Al llegar a las afueras de Ginebra e intentar encontrar el hotel, nos encontramos sin saber como en puesto con guardias que nos pidieron no me acuerdo cuantos francos suizos por entrar al pais o la ciudad, no se muy bien a que se referían pero nos quedamos bastante perplejos y por señas tratábamos de indicarles que no queríamos pasar, que lo que deseábamos era econtrar el dichoso hotel. No se cuanto tiempo estuvimos en este menester hasta que uno de ellos acudió al ver la matrícula y en un español muy correcto nos indicó que el pago era una tasa por usar las pocas autopistas o autovias de ese pais, pero que para ir al hotel no era necesario indicándonos como llegar hasta el.
Por fin en el hotel y a la hora justa para poder cenar algo en el mismo, ducha y a la cama. A la mañana siguiente antes de partir preguntamos en recepción como poder evitar pagar la tasa que nos exigieron el dia anterior y tuvimos suerte. Nos dijeron que era muy sencillo entrar en Ginebra sin pagar y que no éramos los únicos que lo preguntaban. Efectivamente solo había que seguir la calle del hotel hasta llegar a orillas del lago y que una vez alli ya era cuestión de suerte y que no nos parasen en carretera como afortunadamente no ocurrió.
Nuestro siguiente destino era Linz donde haríamos noche para continuar al día siguiente hasta Budapest. Circulando por la carretera que bordea el Lago Leman nos apeteció parar un poco y ver el paisaje que nos rodeaba con los Alpes cono telón de fondo aunque la bruma aun no se había disipado. Fue en ese lugar donde se me vino a la cabeza el cumplir un deseo que llevaba casi veinte años tras de conseguirlo como era visitar Interlaken aunque ello nos llevara un desvio de mas de 100 kilómetros, pero creia que es de esas cosas que o las haces cuando tienes la oportunidad o quizás nunca las llevarás a cabo.
La llegada a Interlaken fue decepcionante, las obras en la carretera no te dejaban apenas la libertad de visitar algo de esta ciudad todad vez que si no lo conocieras, siempre acababas en el mismo lugar. Visto lo visto continuamos unos kilómetros más hasta encontrarnos con un desvio a la izquierda que parecía que pudiesemos entrar en algunos de aquellos valles como asi ocurrió. Después de algunos kilómetros serpenteantes con la figura del Jungfrau llegamos a Lautterbrunnen. encantador pueblo suizo. En primer lugar señalar que la vista en conjunto es una de las mas bonitas que hemos visto en los Alpes, es como sacada de un cuento pero quizás demasiada masificada.

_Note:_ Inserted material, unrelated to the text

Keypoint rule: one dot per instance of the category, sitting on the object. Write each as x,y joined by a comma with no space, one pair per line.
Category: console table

Una vez que bajas del coche, no puedes por menos que girar la cabeza para ver de donde procede un ruido bastante llamativo de agua. Se trata de la Cascada Staubbachfall, una de las 72 que existen en este lugar, con una caída libre de unos 300 metros, lo que hace que sea una de las más altas de Europa. Una lástima que el tiempo nos apremiara y no pudiéramos coger el tren que sube hasta la plataforma más alta igualmente de Europa en el pico Jungfrau uno de los mas peligrosos y conocidos por los escaladores con sus 4.158 metros de altitud. Una visita de las que difícilmente por desgracia podremos repetir, dejándonos un grato recuerdo.
Partimos de Lauterbrunnen más o menos al mediodía y aún nos faltaban segun el mapa unos 700 kilómetros hasta llegar al hotel de Linz, en los que empleamos mas de 12 horas porque a partir de aqui la climatolog&iacue;a se volvió adversa con una lluvia intensa que unido a las obras en las carreteras austriacas que no nos abandonaban. Llegamos al hotel de Linz pasadas las doce de la noche con el único alimento de un sandwinch que tomamos a las afueras de Salzburgo, pero estábamos tan cansados que ni nos apetecía comer nada. Al día siguiente nos esperaban 450 kilómetros has Budapest.